For most of his life, Chris Kuhn wasn’t a cyclist. At age 38, he still preferred distance running, hockey, and golf. But after a chordoma diagnosis in 2004 resulted in several surgeries on his lumbar spine, his body no longer reacted well to his favorite sports. Craving a new way to stay active and fit, Chris found that bicycling fit the bill, and he and a friend soon started Not Dead Yet, a group of cycling buddies who get together regularly for fun and fundraising. About half of the guys in the group are cancer survivors.

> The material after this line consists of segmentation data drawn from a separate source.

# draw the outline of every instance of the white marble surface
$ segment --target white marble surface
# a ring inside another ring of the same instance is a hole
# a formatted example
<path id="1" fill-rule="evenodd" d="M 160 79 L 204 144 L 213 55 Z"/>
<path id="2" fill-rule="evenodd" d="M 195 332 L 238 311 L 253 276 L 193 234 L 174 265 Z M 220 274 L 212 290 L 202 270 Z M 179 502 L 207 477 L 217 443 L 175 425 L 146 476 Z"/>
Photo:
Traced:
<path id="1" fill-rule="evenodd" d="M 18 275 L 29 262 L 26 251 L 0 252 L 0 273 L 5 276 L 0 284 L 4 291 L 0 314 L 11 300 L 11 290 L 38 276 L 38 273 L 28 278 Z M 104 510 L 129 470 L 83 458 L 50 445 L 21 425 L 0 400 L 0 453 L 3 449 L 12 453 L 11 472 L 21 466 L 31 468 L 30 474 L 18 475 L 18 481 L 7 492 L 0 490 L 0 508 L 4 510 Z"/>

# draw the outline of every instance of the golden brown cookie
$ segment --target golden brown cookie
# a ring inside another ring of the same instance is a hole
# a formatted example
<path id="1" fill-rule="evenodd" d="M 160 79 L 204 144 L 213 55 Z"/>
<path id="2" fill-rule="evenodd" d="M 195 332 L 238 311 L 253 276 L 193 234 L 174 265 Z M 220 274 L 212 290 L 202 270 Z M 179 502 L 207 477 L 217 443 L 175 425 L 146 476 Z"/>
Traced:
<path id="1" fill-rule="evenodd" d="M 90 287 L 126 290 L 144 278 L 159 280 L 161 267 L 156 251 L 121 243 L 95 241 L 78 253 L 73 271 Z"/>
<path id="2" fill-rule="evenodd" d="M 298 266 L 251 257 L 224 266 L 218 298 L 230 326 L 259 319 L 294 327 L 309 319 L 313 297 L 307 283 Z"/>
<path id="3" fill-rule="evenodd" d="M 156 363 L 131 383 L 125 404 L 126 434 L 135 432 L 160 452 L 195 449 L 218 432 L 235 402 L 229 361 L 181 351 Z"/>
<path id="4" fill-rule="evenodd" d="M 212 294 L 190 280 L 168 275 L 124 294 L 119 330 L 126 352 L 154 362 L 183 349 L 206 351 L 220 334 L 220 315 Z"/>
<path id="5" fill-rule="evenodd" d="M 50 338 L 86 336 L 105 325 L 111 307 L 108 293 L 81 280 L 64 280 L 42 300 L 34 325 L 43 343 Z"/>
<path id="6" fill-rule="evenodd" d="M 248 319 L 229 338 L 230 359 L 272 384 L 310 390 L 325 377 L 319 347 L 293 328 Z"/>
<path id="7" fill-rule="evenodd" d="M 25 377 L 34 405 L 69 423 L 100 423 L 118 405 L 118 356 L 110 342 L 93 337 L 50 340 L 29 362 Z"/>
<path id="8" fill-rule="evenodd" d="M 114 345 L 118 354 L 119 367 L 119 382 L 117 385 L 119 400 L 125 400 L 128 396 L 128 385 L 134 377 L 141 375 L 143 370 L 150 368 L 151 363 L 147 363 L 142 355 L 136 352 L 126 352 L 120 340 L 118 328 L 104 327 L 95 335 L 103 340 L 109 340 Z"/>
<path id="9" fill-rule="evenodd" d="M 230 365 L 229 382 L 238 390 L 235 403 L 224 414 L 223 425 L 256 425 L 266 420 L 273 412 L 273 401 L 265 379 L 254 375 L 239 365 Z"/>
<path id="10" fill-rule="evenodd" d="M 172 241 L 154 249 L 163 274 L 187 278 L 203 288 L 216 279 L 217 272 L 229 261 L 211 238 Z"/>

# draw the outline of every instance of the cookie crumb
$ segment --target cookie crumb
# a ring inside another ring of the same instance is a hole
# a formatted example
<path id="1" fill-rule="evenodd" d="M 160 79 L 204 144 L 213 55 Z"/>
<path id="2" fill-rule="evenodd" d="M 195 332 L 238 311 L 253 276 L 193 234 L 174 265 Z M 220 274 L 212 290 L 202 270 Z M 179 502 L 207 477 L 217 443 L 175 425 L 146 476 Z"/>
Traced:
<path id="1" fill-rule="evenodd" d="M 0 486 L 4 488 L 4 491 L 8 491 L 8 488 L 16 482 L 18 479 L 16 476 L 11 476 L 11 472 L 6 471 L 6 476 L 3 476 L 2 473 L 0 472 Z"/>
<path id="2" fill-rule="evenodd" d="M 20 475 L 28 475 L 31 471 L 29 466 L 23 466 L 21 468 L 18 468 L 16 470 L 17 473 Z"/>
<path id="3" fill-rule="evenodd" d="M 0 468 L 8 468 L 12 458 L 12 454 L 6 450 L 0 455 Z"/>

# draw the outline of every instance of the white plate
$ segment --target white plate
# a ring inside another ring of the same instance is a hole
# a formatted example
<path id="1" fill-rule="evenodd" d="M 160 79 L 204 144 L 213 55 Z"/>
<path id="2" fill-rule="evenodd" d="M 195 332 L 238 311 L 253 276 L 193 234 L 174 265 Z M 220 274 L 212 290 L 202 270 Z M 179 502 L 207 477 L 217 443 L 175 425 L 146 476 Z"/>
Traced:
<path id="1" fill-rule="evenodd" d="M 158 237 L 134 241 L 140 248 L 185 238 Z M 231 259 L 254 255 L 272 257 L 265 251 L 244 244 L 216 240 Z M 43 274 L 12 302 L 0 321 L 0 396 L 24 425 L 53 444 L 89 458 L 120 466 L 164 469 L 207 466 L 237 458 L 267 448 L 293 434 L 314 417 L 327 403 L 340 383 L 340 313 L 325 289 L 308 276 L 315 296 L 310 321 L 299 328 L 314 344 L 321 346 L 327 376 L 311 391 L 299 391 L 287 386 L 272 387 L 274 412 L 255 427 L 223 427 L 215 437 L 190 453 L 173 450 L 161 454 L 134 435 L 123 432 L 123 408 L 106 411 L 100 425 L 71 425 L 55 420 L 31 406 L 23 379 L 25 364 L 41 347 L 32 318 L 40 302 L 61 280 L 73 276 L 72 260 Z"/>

In 2005, Chris and his Not Dead Yet mates held their inaugural fundraising event: a 25-mile bike ride along the shores of Casco Bay north of Portland, Maine, followed by a lobster bake for family and friends. Even a Nor’easter storm that day couldn’t stop them from celebrating another year of life. Through that event and subsequent fundraisers, the group has raised tens of thousands of dollars for the Livestrong Foundation and the Cancer Community Center in Portland, Maine.
In 2013, Chris and his cycling group decided to raise funds for the Chordoma Foundation. On September 13, 2013, they held the inaugural Climbing Cadillac, Conquering Chordoma ride on Mount Desert Island, a beautiful national park in Maine.
“That morning, 13 of us rode to the top of Cadillac Mountain, the first part of the continental United States to see the sunrise. For us, it was a symbol of hope. Through this event, we were able to raise nearly $16,000 for the Chordoma Foundation, and we were able to educate many people who didn’t know about chordoma as well,” Chris says proudly.
As the only group member to have battled chordoma, Chris felt particularly gratified that his friends chose the Chordoma Foundation to support. “The Foundation has gotten some terrific science going, and a little bit of money matters an awful lot to this organization. We hope these funds will be used to advance chordoma research, and perhaps to help connect some promising work being done in Maine with some other studies being supported by the Foundation.”
Chris, an interventional radiologist and married father of two, has been living well with chordoma since 2005, although he did have some residual tumor and underwent an additional course of radiation this summer.
“When you get the diagnosis, it’s crazy,” he says. “Unlike with many other cancers, there really hasn’t been any data on chordoma, and we’re just starting to understand what treatments do and don’t work. There are a lot of people with this disease who really need an organization like the Chordoma Foundation pulling for them. I hope that, as a result of supporting the Foundation, it will be easier for the next people who are diagnosed.”